I’ve noticed many workers who bemoan AB5 come from a certain class: they author books, teach fancy workshops, and have spouses who share expenses and childcare. They are residency hoppers who often hold MFA’s and PHD’s. They occasionally write essays and articles to supplement their income. I know this because I am one of them. They believe we don’t need AB5. But they’re wrong.
We do.
AB5 paves the way to demand more from our employers, rather than treat work like a favor granted by the work gods— a favor they believe has been snatched away by the state of California. Angry freelancers have misplaced their blame. Instead of being mad at their boss who misclassified them, they cast blame on a law that helps them. They are ranting about a carve out or a repeal, when they need to join other organizing workers and demand better for all of us.
Executives at places like Uber and Lyft — where hundreds of thousands of humans work — want folks to believe the narrative that AB5 is terrible and that gig work is the outcome of innovation, meaning that we need new categories of workers to keep up with this new technology. But as State Senator Maria Elena Durazo put it so well:
“Let’s be clear: there is nothing innovative about underpaying someone for their labor.”
What many newly classified employees don’t realize is they are now one step closer to the right to bargain collectively for higher wages, healthcare, retirement, workers comp and to demand improvement of their overall working conditions. AB5 helps these workers by requiring employers to meet their basic obligations. Right now, giggers and their advocates are pausing at a crossroads, while strippers are quietly forming a labor union in California.
Strippers and Uber and Lyft drivers have much in common. For instance, the narrative of exploitation. Club owners charge employees’ fees, arguing that they have provided dancers a VIP room and stage to connect to their customers and earn tips. Uber and Lyft execs want to argue they provide a digital platform connecting drivers to riders (and thus do not fit into the traditional notion of an employer). Both seek to classify workers as independent contractors in order to avoid paying minimum wage, liability insurance or benefits.
In both cases, neither employer offers the most basic element of a humane working life: a safe and sane workplace free of assault, discrimination and wage theft.
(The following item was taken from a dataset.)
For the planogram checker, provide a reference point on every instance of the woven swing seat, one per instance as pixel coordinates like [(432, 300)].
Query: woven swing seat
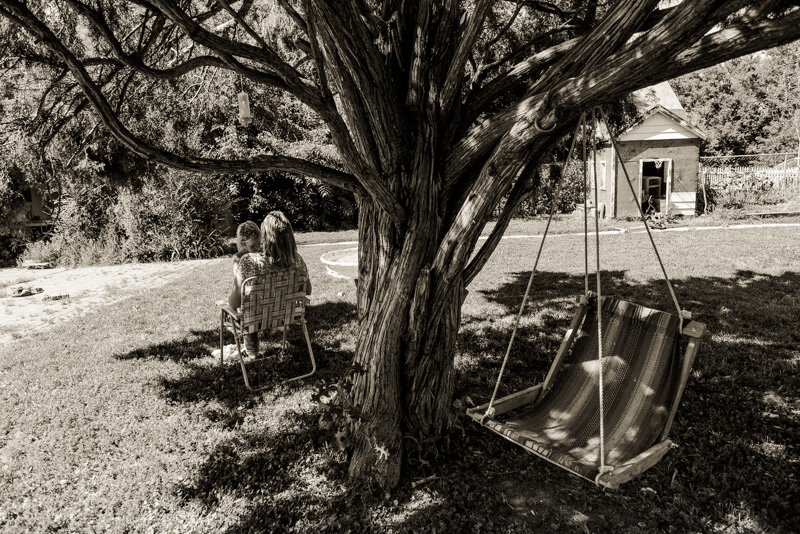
[(644, 374)]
Although it is crucial that drivers and writers be able to unionize and negotiate for better working conditions, the current coverage of AB5 casts organizing strippers aside.
Labor activists can see the potential success in organizing drivers since Uber and Lyft have become daily fixtures in our busy lives and may transform their industry with these newly won rights. There are thousands of drivers who own the means of production — their own cars.
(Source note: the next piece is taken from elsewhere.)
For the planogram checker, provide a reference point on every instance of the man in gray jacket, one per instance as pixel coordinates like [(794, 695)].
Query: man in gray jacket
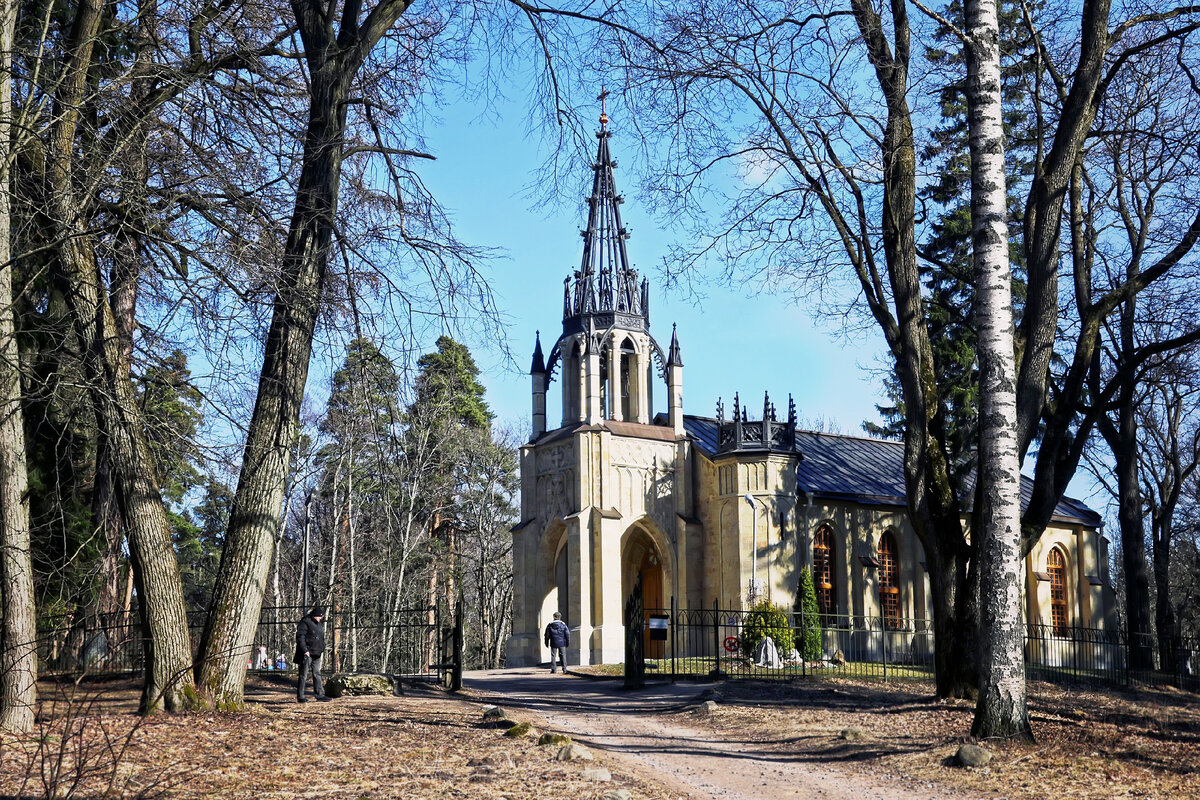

But the labor movement has failed to see the power in the hundreds of thousands of strippers whose means of production are our bodies and our time.
When organized, stripper power and leverage in the workplace will be unlimited. All strippers have to do is walk out. Without strippers, there are no strip clubs. The only things dancers need to succeed are the same resources, support, and energy that organized labor has provided other unionizing sectors of the economy for decades.
The biggest obstacle preventing strippers from forming our own union is the exclusion of our collective voices from the current labor conversation. Being left out of this dialogue keeps us from winning potential allies, unions, resources, and advocates — in spite of our widespread, ongoing unionization efforts and wildcat strikes.
Let’s not continue to frame our movements in ways that have historically echoed exclusionary, white, male-dominated agendas — along with their implicit biases and abuses. Our collective power as a feminized workforce is not seated in our exceptionalism, but in our commonality.
Keep your eyes on the pole and dance to the pulse of our labor movement.